Issue #22 – Deciding on your Data Platform Philosophy
Going beyond the buzzwords to help you chart your Data Platform solution
Read time: 13 minutes
The most extensive and expensive decision data teams make is: “What does our Data Platform look like?”
As I explained in last week’s article, there is no best answer.
The Data Platform is a nebulous term that encapsulates so much yet means so little. On the one hand, it refers to the core data technologies within an organisation's stack. On the other hand, it gets used ad nauseam and means nothing to anybody anymore.
What is worse is that despite this dichotomy, every data team has to decide: “What does our Data Platform look like?”
That is what this article is about: helping you understand the different philosophies of data platforms, including how these align with and impact the crucial People, Process, Technology and Data elements.
Recap – What is a Data Platform?
If you haven’t read them, read my two articles on the Data Technology Landscape and Data Platform Terminology. Both go into a lot more detail about the types of technology that exist in the data industry and what defines a Data Platform.
If you don’t want to read them now, fear not. Here is a brief overview of what a data platform is and what it should do.
In essence, a Data Platform should make sense of data.
It does this by:
Empowering business users to make better decisions
Breaking down data silos
Ensuring consistency of data across the organisation
Supporting a company’s growth
Adhering to compliance and regulatory requirements
Each data platform should have three main components: (1) A central platform to bring in, clean, store and curate the data; (2) management and governance tools to secure the data and ensure it is of high enough quality to input into analytics; and (3) analytical and consumption tooling to do advanced analysis and visualise data/ insights for business and data users
Below is a helpful graphic I created for my first Data Platform article:
Making sense of your data within the platform largely follows this process, regardless of how your tech is set up or what industry you work in.
I’ve delivered countless data strategy and architecture projects across dozens of industries, and the fact that most companies follow the same dataflow process within their platform makes me confident in this statement.
Data Platform Philosophies
Despite that, the different philosophies and approaches to one’s data platform create another level of confusion.
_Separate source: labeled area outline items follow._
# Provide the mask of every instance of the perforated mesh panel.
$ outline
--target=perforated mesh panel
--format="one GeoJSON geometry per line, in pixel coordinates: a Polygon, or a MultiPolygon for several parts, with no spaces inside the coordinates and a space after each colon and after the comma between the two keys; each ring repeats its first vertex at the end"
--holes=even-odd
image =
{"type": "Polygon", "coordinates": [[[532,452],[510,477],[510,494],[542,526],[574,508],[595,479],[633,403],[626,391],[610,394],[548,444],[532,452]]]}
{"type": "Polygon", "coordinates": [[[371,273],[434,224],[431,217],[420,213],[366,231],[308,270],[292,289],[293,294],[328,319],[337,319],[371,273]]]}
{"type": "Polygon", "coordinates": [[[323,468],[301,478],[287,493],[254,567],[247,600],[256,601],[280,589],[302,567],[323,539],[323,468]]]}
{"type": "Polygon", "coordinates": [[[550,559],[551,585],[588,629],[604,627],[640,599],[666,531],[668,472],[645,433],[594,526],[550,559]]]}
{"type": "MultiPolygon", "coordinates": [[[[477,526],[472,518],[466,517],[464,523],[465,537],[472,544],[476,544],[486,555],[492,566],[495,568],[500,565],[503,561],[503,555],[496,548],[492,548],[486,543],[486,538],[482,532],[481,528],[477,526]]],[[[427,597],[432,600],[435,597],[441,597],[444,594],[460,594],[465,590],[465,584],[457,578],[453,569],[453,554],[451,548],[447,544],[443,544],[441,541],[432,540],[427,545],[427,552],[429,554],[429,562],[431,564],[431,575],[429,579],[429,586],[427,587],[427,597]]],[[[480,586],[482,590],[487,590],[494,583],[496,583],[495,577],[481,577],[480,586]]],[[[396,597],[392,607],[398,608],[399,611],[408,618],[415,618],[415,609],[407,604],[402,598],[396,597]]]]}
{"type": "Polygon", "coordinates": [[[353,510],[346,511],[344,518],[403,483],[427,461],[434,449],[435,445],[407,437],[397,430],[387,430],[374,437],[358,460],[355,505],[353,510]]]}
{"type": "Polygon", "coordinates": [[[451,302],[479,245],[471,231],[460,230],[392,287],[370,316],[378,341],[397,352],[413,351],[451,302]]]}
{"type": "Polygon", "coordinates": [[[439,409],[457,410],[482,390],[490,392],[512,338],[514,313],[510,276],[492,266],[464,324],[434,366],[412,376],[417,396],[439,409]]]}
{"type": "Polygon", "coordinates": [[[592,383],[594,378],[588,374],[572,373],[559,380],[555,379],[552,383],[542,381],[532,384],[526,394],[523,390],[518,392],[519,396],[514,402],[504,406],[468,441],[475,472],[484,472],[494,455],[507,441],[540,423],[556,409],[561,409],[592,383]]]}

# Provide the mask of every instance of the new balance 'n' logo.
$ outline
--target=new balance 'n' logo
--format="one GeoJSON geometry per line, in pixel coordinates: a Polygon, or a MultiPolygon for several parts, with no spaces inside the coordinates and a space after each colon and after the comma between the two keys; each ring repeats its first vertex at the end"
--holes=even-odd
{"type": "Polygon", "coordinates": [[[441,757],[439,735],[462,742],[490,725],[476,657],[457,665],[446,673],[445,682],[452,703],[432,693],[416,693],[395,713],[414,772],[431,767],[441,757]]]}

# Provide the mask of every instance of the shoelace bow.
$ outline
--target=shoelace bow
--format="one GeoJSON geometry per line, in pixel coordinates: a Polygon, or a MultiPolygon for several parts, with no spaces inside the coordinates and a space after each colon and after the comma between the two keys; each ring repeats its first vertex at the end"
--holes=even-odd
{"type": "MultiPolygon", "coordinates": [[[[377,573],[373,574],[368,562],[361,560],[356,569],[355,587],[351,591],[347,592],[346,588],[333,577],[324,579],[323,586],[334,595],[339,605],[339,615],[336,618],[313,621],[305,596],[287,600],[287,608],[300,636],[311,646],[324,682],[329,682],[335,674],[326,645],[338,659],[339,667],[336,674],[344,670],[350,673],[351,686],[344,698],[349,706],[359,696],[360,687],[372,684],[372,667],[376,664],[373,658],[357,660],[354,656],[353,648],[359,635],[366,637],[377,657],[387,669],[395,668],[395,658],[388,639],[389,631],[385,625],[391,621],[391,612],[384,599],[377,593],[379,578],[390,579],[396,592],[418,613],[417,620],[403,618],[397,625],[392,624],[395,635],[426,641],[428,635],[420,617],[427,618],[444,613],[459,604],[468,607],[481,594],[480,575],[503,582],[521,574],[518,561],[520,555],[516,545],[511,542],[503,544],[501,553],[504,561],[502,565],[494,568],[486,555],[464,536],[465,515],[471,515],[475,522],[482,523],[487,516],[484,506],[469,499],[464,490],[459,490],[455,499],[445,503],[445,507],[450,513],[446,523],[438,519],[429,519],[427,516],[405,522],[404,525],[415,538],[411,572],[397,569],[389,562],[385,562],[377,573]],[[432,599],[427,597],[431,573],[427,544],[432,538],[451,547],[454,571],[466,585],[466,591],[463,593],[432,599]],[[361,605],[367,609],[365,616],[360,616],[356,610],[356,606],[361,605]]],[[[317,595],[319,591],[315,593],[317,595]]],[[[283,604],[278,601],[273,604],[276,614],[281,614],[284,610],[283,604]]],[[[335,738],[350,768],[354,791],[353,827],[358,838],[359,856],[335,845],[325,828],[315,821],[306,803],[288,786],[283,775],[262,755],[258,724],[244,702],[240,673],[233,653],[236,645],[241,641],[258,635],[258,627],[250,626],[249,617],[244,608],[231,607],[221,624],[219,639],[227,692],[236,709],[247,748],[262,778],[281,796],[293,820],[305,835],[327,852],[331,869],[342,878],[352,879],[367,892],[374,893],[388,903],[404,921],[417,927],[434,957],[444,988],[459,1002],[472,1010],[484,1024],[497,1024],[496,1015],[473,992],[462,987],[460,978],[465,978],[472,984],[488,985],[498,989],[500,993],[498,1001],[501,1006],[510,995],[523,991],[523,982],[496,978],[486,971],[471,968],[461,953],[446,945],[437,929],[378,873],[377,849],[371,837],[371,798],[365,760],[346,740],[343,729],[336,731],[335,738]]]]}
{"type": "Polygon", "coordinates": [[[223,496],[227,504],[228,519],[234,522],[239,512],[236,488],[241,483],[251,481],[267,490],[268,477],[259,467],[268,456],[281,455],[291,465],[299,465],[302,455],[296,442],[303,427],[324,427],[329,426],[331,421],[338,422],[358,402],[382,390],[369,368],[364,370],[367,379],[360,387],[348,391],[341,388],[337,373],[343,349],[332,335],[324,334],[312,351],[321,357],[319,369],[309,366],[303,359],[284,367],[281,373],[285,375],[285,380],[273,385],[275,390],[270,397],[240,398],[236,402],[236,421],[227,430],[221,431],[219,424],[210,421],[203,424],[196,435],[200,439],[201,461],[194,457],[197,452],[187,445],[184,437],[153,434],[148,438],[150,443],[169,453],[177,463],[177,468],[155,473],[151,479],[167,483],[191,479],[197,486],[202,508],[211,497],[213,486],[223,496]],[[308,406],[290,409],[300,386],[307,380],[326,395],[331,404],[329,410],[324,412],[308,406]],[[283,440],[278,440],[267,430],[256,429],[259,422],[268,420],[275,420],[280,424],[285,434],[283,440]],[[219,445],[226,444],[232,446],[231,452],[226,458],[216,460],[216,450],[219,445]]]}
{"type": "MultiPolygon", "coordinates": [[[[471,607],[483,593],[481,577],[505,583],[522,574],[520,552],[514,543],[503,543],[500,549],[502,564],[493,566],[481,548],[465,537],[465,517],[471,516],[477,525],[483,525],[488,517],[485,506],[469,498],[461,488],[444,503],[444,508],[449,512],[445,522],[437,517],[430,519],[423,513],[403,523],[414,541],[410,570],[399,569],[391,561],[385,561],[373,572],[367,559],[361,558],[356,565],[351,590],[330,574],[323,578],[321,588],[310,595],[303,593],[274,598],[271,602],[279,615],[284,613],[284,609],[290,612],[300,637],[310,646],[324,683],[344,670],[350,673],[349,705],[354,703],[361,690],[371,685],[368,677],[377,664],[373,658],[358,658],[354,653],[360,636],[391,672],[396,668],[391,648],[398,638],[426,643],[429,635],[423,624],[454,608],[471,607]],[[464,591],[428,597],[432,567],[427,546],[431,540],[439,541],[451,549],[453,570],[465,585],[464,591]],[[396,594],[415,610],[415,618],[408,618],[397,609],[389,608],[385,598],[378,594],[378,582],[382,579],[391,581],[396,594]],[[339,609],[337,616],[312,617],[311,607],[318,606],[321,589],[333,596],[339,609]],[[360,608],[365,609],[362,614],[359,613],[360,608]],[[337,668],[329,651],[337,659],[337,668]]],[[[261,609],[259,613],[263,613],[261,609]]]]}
I mean, if you think the abstract definition and multitude of technologies make Data Platforms hard to understand, wait until you get into the different approaches companies take.
In my mind, there are four philosophies for setting up a data platform:
Centralised
Decentralised/ Mesh
Hybrid/ Hub & Spoke
Fabric
Before defining what they are, how they are structured, and the pros/ cons of each philosophy, it is worth mentioning that these approaches closely mimic the three common data organisational structures you see (depicted below).
This shouldn’t be surprising in the least. People and processes (two critical components of the org structure/ op model) underpin the functionality of data platform technology and facilitate the data flows within the ecosystem.
To succeed, they must all operate symbiotically; without one, the others will fail.
So, when considering your data platform technology approach and how data should flow to different teams, you must first examine the existing organisational structure/ operating model. I wrote about both these topics a few months ago, so check both articles below for more details in this area. I will also discuss this subject more in the last section of this article.
With the people and process in mind, let’s examine how technology and data are structured in the four platform philosophies:
Centralised Data Platform
The basic premise of a centralised data platform is managing all data in one place, from storage and compute to governance and analytics. Centralised platforms are more straightforward in nature, reflecting the classic storage architectures when data was held on-premise. Nowadays the data platform is typically in a cloud warehouse or lake stored in the cloud. Without multiple teams or platforms to worry about, this centralised platform reduces data silos and helps create a single source of truth. This oversight of accurate data extends to governance, security and management, leading to a simplification of rules.
However, with growing data needs it can be hard to manage all data in a centralised way, especially for global organisations with international teams and divisions. Access and analytical requests can also become difficult, as business teams have to request access to data and petition for the development of new solutions. This limits the ability for agile execution and enterprise-wide data democratisation that every company aspires for.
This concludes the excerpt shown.